El símbolo, extracanónico, del pez nos ha introducido en esa matriz psíquica y con ello en la esfera de lo vivenciable, donde los incognoscibles arquetipos son vivientes, cambian en infinita sucesión atuendo y nombre, y despliegan, en cierto modo como en una circunambulación, su nunca vista esencia. La piedra filosofal, que significa a Dios hecho hombre o al hombre hecho Dios, tiene "mil nombres". No es Cristo, sino su paralelo, es decir, aquello que en el ámbito subjetivo corresponde a lo que el dogma llama Cristo. Por eso la alquimia nos proporciona un claro concepto de lo que significa Cristo en la experiencia subjetiva y bajo qué envolturas de índole a la vez delusoria e iluminadora se vivencia su presencia operante en su trascendente inasibilidad. Podría mostrarse lo mismo en la psicología del individuo moderno, como lo he hecho en la segunda parte de mi libro Psicología y Alquimia; pero es una tarea demasiado exigente y minuciosa, pues necesita una cantidad de casuística biográfica, con que podrían llenarse volúmenes. Empresa semejante excedería mis fuerzas. Debo, pues, contentarme con haber puesto algunos fundamentos históricos y conceptuales para ese trabajo del futuro.
Resumiendo, quisiera destacar una vez más que el símbolo del pez representa una asunción espontánea de la figura evangélica de Cristo, y consiguientemente un síntoma, por así decirlo, que muestra de qué modo y con qué significación ese símbolo fue asumido por el inconsciente. A este respecto, la alegoría patrística de la captura del Leviatán (la cruz como anzuelo, Cristo a ella clavado como cebo) es enteramente característica: un contenido (pez) del inconsciente (mar) ha sido apresado y se ha adherido a la figura de Cristo.

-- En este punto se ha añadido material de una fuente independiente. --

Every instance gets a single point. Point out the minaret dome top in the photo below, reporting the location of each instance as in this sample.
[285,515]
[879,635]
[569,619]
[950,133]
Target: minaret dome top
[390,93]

De ahí procede sin duda la peculiar expresión de san Agustín: de profundo levatus ("levantado de la profundidad"); lo que ciertamente es aplicable al pez; ¿pero a Cristo? La imagen del pez surge de la profundidad del inconsciente enfrentándose en correspondencia con la figura kerigmática de Cristo; y, si Cristo es invocado como Ikhthys [pez], esta designación remite a aquello que se ha desprendido de la profundidad del inconsciente. El símbolo del pez, por lo tanto, constituye el puente entre la figura histórica de Cristo y la naturaleza anímica del hombre, en la que tiene su asiento el arquetipo del Redentor. Por esta vía Cristo se hace vivencia, el "Cristo en nosotros".
Como lo he mostrado, la simbólica alquímica del pez lleva en línea directa al lapis philosophorum, el salvator, servator y deus terrenus, es decir, psicológicamente, al sí-mismo (Self). Con ello surge en lugar del pez un nuevo símbolo: un concepto psicológico de la totalidad humana. El Self significa la Divinidad tanto o tan poco como el pez es Cristo. Pero es una correspondencia y una vivencia interna, una recepción de Cristo en la matriz psíquica o una realización más del Hijo de Dios ahora en un simbolismo no ya teriomórfico sino conceptual ("filosófico"). Con ello, frente al mudo e inconsciente pez, se expresa claramente un aumento en el devenir de la conciencia.